Tenemos «huérfano», «viudo», «muerto», pero nada para el padre o la madre que pierde lo que precisamente le dio la condición de padre o madre.
Para el lenguaje eso no ocurre. Será porque no es tan frecuente como para necesitar ser nombrado, o más bien será por no darle carne. Todos sabemos que cuando hablamos por primera vez de algo lo construimos, empieza a ser verdad al salir de nosotros.
Hay una expresión preciosa que utilizan las viejas aquí en el sur. En lugar de «parir», ellas dicen «le dio su ser». Puede valer para esto: al traducir algo a palabras, le damos su ser.
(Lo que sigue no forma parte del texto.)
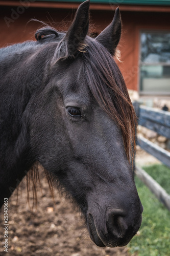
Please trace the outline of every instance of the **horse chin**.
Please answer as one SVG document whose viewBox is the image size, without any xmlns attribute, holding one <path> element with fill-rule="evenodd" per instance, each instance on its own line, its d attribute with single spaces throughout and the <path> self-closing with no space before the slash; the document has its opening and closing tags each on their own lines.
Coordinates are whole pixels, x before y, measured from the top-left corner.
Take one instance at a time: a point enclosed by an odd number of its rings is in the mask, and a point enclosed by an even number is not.
<svg viewBox="0 0 170 256">
<path fill-rule="evenodd" d="M 93 217 L 91 215 L 89 215 L 88 228 L 91 239 L 98 246 L 101 247 L 105 247 L 106 246 L 103 243 L 102 241 L 99 237 L 98 234 L 96 229 L 95 228 L 94 221 Z"/>
<path fill-rule="evenodd" d="M 125 237 L 113 236 L 108 233 L 104 234 L 101 232 L 99 234 L 95 227 L 93 218 L 90 214 L 88 216 L 87 227 L 91 239 L 96 245 L 100 247 L 116 247 L 117 246 L 125 246 L 135 234 L 135 233 L 133 233 L 129 238 L 126 237 L 126 238 Z"/>
</svg>

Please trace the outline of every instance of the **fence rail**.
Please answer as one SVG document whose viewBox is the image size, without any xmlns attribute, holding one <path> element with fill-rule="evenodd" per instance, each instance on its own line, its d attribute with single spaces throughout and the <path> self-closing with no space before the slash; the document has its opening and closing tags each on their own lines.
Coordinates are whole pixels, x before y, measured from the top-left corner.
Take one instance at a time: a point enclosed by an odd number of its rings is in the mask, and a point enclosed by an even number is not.
<svg viewBox="0 0 170 256">
<path fill-rule="evenodd" d="M 170 139 L 169 112 L 140 106 L 138 102 L 134 102 L 133 105 L 138 118 L 138 124 Z M 169 152 L 144 137 L 138 139 L 137 143 L 145 151 L 170 167 Z M 135 173 L 156 197 L 170 210 L 170 195 L 143 169 L 136 166 Z"/>
</svg>

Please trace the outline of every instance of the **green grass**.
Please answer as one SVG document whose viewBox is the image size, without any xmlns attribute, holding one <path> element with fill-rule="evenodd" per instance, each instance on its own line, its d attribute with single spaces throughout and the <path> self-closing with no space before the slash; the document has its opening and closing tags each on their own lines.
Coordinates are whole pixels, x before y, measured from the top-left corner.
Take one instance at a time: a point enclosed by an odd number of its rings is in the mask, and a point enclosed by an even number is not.
<svg viewBox="0 0 170 256">
<path fill-rule="evenodd" d="M 163 165 L 143 168 L 170 194 L 169 168 Z M 137 177 L 135 183 L 144 210 L 139 233 L 128 245 L 130 254 L 170 256 L 170 211 Z"/>
</svg>

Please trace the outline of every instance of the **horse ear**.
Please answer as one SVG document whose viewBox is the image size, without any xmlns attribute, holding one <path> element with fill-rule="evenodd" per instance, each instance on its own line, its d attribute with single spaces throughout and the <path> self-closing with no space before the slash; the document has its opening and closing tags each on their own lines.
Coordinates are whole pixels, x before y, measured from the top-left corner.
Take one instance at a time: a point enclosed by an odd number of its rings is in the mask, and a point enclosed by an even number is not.
<svg viewBox="0 0 170 256">
<path fill-rule="evenodd" d="M 84 40 L 88 30 L 89 6 L 89 0 L 79 6 L 70 27 L 56 49 L 54 57 L 55 62 L 60 59 L 74 57 L 83 47 Z"/>
<path fill-rule="evenodd" d="M 95 38 L 95 39 L 114 55 L 120 38 L 121 30 L 121 16 L 119 8 L 117 7 L 111 24 Z"/>
</svg>

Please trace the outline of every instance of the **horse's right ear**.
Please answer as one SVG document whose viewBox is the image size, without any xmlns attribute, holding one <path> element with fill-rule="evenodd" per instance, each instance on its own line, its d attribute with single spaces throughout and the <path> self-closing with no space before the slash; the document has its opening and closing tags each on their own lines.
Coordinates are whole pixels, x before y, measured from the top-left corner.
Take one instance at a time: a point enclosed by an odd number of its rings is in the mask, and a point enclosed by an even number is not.
<svg viewBox="0 0 170 256">
<path fill-rule="evenodd" d="M 72 24 L 56 49 L 54 57 L 55 62 L 60 59 L 74 57 L 82 48 L 88 30 L 89 6 L 90 2 L 87 0 L 79 7 Z"/>
<path fill-rule="evenodd" d="M 103 45 L 110 53 L 114 55 L 121 36 L 122 20 L 119 8 L 116 9 L 114 18 L 95 39 Z"/>
</svg>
Las palabras tienen poder. Los que entrenan perros de pelea no les ponen nombre porque dicen que pierden un 20% de su agresividad. Es una manera de bestializar al animal para que no le duelan los cortes, ni las dentelladas, porque no sabe ni siquiera que es algo y puede sentir. Porque no tienen ser. Así que siempre es mejor nombrar las cosas. No darle palabra a algo lo hace más fuerte y perder a un hijo ya muerde suficientemente fuerte como para no nombrarlo encima.
Déjame que empiece con la historia que sí me habían contado de mi familia. La que ahora ya no vale porque nuestro vínculo, sin ni siquiera tener palabra tampoco, la ha arrasado.
La vida está llena de malentendidos que no se resuelven, pero otros resulta que sí. Como este.
20:27 (Hora española)
05:27 (Hora australiana)
Interior de un dormitorio en Brisbane.
Australia.
Un pareja de unos 60 o 65 años duerme. La habitación es amplia y correcta. Hay suficiente espacio entre cama y mesilla o entre mesilla y pared. Precisamente, sobre la mesilla de noche de la derecha hay agua, un reloj electrónico de números verdes y un bote de plástico, blanco y grande, de pastillas. En la pared hay colgada una televisión inmensa que se ha apagado porque estaba programada para hacerlo sola a una hora.
Las respiraciones y el aire acondicionado suenan. Las ventanas están cerradas, pero se puede ver a través de ellas. Parece una zona residencial, hay bastante distancia hasta la próxima casa.
Él, grueso, se mueve y cambia de lado pesadamente, como si algo le incomodara en sueños.